Intent-Code Divergence

Medium
Confidence
94% confidence
Finding
The README makes a strong privacy/security claim of 'No telemetry, no phone-home' while also documenting license checks, activation, payment processing, and admin/payment flows that imply outbound communication to external systems. Misleading users about network behavior is a real security/privacy issue because it can cause operators to run the skill in environments where external communication is prohibited or sensitive credentials are present.

Intent-Code Divergence

Medium
Confidence
95% confidence
Finding
The privacy statement is materially misleading: the skill requires X session cookies and necessarily transmits authenticated requests to X.com to read bookmark data. Even if the credentials are not sent to unrelated third parties, claiming they 'never leave your machine' can cause users to underestimate the sensitivity of the operation and consent without understanding account-access implications.

Intent-Code Divergence

Medium
Confidence
92% confidence
Finding
The claim 'No telemetry, no phone-home' conflicts with documented licensing, payment, email, and support workflows that imply network communication and potentially external validation.

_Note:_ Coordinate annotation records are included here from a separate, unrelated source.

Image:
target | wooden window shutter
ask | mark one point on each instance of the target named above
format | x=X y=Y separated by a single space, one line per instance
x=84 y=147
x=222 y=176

Such contradictions are dangerous because they undermine informed consent and can hide remote dependencies or outbound data flows users would otherwise scrutinize.

Intent-Code Divergence

Medium
Confidence
95% confidence
Finding
The code creates a temp filename using bookmark.id and then deletes it with execSync(`rm "${tempFile}"`), which invokes a shell. If bookmark.id can contain shell metacharacters such as double quotes or command substitutions, this can break out of quoting and lead to command injection during cleanup. In this skill's context, bookmark data originates from external content, so treating bookmark.id as fully trusted is unsafe.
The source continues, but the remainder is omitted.